I’m normally pretty good about handling stress. I have been through a bit of it in my life – especially during my divorce nearly 4 years ago. I can very clearly remember the few instances where it has gotten the best of me. Four years ago, it was that initial feeling like I was “losing it”. I felt like the happy facade I tried so hard to keep in tact, was cracking. I remember the feeling of hopelessness, utter frustration, like I was watching my life spiral out of control with no way to stop it.

In comparison, the stress I feel in my life now is minimal. But the number of things I am worried about have reached an all-time high.

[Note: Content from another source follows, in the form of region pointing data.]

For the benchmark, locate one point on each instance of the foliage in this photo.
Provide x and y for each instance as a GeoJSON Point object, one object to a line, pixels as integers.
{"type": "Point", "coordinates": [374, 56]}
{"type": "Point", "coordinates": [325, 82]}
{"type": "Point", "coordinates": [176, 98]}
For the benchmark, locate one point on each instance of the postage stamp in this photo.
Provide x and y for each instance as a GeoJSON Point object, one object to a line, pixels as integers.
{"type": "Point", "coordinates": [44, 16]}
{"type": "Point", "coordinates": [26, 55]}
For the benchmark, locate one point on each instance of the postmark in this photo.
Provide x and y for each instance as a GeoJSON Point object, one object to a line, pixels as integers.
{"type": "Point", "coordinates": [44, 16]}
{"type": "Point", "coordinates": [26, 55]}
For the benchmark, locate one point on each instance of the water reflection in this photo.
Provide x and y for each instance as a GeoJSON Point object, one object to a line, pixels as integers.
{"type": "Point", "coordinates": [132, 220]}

I have tried my best to ignore it or assume that it would just go away – the stress has been building. I feel like I can handle one or two things at a time, but it is when things seem to snowball and feed off of each other that I begin to crack. What is stressing me out you ask? Well, not being able to see my good friends everyday anymore, and knowing the struggles they are having; failing at trying to sell a house that we are quickly outgrowing; taking every pill possible to try and trick my body into getting pregnant with no success; and detesting every minute of my job - where I’m constantly critiqued and scrutinized, only to wake up the every day and wonder if my position will be the next to go.

The best evidence of the impact this is having on me (without my apparent knowledge), is the comments people have made to me lately. In the last 2 days, I’ve heard things like, “You look stressed”, “You look like you could use a break?”, and “You need to relax!” Now although I don’t condone violence, comments like that ON TOP OF stress, are enough to make me flip out. But instead, it has made me realize that perhaps the stress in my life is finally getting the best of me. Despite my best efforts, it seems that no amount of sleep, Tylenol or alcohol can make things better.

So now I have to face the reality of it – the stress in my life has finally gotten the best of me. I have been a crab to everyone in my life in the past month, mostly myself. I am cracking and I’m not sure how much more I can take. In the past, I lean on friends and family during times like these – but when even those people are stressed or relationships are strained, then I guess I don’t know how to handle it. So now I turn to writing to release my feelings, as I often do. But I think this time, even writing won’t be enough.

What now? Not sure. Probably shed a few tears, probably try to talk myself into not worrying so much, and ultimately decide that things have to work themselves out in time. In the big picture, it seems ridiculous to be acting so victimized. I am still truly blessed.